Prep Time 15 minutes
Cook Time 2 hours 30 minutes
Total Time 2 hours 45 minutes
Course Main Course
Servings 4 people


  • 1 Propane stove and oven


Beef Stew

  • 2 medium Onions
  • 3 tbsp Shortening
  • 1 1/2 pounds Beef Chuck or Stew Meat
  • 1/4 tsp Pepper
  • 1 tsp Salt
  • 2 cups Water
  • 3 tbsp Flour
  • 6 small Carrots
  • 1 cup Peas cooked

Tomato Biscuit Ring

  • 3 cups Bisquick
  • 1 1/2 cups Tomato Juice
  • 1/8 tsp Allspice


Beef Stew

  • Melt shortening in a pot on a propane stove and brown onions.
  • Cut meat into two inch squares and gently brown.
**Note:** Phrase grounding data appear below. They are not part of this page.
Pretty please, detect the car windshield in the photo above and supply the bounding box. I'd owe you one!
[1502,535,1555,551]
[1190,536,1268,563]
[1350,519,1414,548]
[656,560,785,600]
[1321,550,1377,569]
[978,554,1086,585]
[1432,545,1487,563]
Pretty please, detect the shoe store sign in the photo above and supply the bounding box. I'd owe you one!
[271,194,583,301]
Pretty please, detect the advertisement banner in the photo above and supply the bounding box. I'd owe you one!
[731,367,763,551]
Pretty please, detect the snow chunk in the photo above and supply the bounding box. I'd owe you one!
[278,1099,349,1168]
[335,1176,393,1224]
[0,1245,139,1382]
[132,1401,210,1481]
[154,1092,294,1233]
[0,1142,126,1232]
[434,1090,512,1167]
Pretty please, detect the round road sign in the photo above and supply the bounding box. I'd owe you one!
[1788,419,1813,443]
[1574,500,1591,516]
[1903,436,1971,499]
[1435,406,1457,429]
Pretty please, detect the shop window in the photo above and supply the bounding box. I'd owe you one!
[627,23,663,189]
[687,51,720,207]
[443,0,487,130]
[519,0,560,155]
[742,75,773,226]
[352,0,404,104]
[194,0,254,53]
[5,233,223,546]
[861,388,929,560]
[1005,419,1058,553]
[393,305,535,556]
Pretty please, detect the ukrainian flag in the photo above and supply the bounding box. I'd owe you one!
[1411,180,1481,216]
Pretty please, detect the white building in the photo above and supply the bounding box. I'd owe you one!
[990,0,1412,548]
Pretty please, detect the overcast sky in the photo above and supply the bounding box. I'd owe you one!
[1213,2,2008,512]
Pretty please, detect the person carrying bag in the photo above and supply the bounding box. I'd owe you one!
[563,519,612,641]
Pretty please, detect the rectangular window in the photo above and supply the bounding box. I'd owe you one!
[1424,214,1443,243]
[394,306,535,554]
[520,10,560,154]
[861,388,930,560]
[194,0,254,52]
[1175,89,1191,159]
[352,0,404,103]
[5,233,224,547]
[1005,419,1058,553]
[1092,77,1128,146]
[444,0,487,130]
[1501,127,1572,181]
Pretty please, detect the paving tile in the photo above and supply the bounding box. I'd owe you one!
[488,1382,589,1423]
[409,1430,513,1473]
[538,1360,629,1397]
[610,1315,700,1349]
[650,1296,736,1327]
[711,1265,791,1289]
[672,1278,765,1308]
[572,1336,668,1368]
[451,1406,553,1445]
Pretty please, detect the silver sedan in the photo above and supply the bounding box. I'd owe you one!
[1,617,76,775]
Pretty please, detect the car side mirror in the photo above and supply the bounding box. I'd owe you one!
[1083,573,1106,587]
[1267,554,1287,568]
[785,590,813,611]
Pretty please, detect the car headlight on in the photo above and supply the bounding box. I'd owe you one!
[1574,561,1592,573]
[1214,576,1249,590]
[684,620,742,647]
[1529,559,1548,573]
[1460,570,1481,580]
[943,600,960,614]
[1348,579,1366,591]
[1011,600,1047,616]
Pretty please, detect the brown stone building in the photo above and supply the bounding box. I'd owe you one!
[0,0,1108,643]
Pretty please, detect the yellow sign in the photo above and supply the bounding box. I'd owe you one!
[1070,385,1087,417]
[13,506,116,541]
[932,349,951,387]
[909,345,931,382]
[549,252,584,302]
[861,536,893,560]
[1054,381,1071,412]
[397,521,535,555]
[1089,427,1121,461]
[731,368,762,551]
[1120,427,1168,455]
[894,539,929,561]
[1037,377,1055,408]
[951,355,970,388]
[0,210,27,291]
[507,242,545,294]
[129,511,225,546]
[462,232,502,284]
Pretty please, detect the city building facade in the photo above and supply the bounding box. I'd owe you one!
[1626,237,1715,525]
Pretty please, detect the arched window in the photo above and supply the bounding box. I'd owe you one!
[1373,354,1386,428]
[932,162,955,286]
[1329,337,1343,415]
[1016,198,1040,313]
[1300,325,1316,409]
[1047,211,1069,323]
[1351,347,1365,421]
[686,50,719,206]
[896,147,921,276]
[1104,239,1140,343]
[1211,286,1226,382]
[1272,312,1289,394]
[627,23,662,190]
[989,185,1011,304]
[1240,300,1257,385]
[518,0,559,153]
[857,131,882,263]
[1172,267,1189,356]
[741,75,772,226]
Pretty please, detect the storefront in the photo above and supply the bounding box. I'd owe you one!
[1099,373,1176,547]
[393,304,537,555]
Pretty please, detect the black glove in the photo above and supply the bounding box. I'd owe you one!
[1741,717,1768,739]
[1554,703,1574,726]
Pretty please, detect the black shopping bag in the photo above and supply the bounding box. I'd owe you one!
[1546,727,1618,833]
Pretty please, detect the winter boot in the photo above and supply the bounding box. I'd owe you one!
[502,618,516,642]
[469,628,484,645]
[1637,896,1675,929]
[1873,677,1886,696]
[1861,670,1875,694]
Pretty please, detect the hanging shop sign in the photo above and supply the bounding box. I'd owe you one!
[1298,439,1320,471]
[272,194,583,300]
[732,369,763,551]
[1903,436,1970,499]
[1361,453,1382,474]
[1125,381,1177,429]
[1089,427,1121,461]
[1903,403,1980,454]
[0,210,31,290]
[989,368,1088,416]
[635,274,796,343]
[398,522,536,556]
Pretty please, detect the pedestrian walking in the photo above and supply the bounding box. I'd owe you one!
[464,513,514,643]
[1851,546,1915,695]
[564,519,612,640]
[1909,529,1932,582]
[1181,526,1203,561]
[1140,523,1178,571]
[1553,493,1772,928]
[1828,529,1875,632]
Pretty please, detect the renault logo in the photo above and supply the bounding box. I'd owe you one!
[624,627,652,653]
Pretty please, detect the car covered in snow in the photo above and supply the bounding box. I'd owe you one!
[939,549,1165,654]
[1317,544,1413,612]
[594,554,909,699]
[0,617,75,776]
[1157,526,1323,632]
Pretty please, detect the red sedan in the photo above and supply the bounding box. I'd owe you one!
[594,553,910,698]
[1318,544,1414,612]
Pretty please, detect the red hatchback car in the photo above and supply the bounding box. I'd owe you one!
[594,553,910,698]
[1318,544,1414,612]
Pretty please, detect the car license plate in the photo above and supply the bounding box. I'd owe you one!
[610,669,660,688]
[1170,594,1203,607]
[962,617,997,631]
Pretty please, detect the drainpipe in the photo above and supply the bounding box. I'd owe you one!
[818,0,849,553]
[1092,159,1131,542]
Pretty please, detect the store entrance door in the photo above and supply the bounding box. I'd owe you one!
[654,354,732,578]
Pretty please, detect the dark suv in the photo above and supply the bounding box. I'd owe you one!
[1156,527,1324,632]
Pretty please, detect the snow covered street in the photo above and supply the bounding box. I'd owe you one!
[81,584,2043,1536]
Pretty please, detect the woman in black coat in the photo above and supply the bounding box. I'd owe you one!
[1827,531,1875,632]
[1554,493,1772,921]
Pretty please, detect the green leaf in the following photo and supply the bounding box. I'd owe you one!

Add seasoning and liquid. Coverand simmer gently about 1.5 hours or until meat is fairly tender.
  • Add diced carrots and cook about 15 minutes longer. Stir three tbsp flour into 1.5 cup cold water to form a smooth paste.
  • Add to stew and cook about 10 minutes longer. Add cooked peas.

Tomato Biscuit Ring

  • Add tomato juice to Bisquick and allspice. Stir with a fork into a soft dough. It will be stiff but sticky.
  • Bake in greased 8 inch ring mold for 25 to 30 minutes at 425. Serve with stew in center of ring.